Azad University Battle
"On one side are hard-liners within the Iranian establishment, most prominently President Mahmud Ahmadinejad, who appears ready to punish Azad University for its alleged support for opposition candidates in the 2009 presidential election. Supporting Ahmadinejad is the Supreme Council of Cultural Revolution (SCCR), whose resolution to alter the Azad University's charter, replace its current head of Azad University, and change its governing board was recently approved by the president.
"On the other side are the conservatives within the same establishment, mainly former President Ali Akbar Hashemi Rafsanjani, who co-founded the university in 1982 and now the heads its board of trustees. Also supporting the conservatives are parliamentary speaker Ali Larijani, and Abdollah Jasbi, the university head who is up for replacement and is a close Rafsanjani ally.
"Matters came to a head on June 19 when the university's board secured a temporary injunction that prevented the SCCR from enforcing its revision of the university's charter.

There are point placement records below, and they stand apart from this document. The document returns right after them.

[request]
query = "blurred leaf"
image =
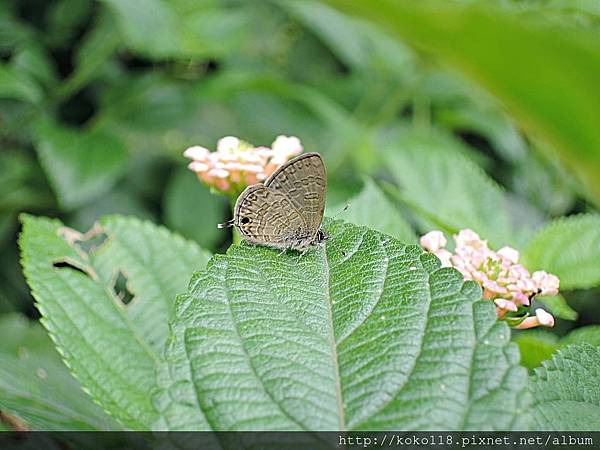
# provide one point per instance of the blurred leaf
(36, 387)
(550, 84)
(589, 335)
(536, 346)
(80, 164)
(544, 183)
(342, 137)
(569, 248)
(372, 209)
(559, 307)
(191, 209)
(13, 32)
(32, 59)
(440, 183)
(17, 84)
(362, 333)
(64, 19)
(358, 44)
(566, 391)
(111, 347)
(118, 201)
(150, 104)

"The next day, a bill was rushed through the 270-member parliament that effectively circumvented the government takeover of Azad, by allowing universities to endow their properties to the public.Azad University's board had previously decided to endow the properties of the university, which has 357 branches and satellite campuses throughout the country.
"The legislative move was quickly met with demonstrations outside parliament by Ahmadinejad loyalists.
"In the wake of the heated protests, 100 legislators made a counter move by voting for emergency discussion of legislation that would support the SCCR's authority in the matter. This, in turn, could result in a bill that would effectively overturn the endowment bill passed on June 20. The counter move led to an uproar in parliament, with legislators exchanging insults."
This is cast as a dispute showing fissures within Iran's governing establishment, but again it rather shows how it is wrong to cast Iran as under the control of a unitary establishment. None of the figures named as opposed to Ahmadinejad's move were ever his allies. Rafsanjani was a strong supporter of Mousavi in the 2009 presidential election, which may mean that Jasbi was, as well, lendence credence to assertions that the institution favored reformist candidates.
Larijani, meanwhile, is a much more traditional conservative than Ahmadinejad, who has taken steps to ameliorate the violence with which the latter's allies suppressed demonstrations last summer. His stance here may be ideological or faction-based, but he definitely has no interest in seeing the Iranian military establishment linked to Ahmadinejad gain control of one of the world's largest universities.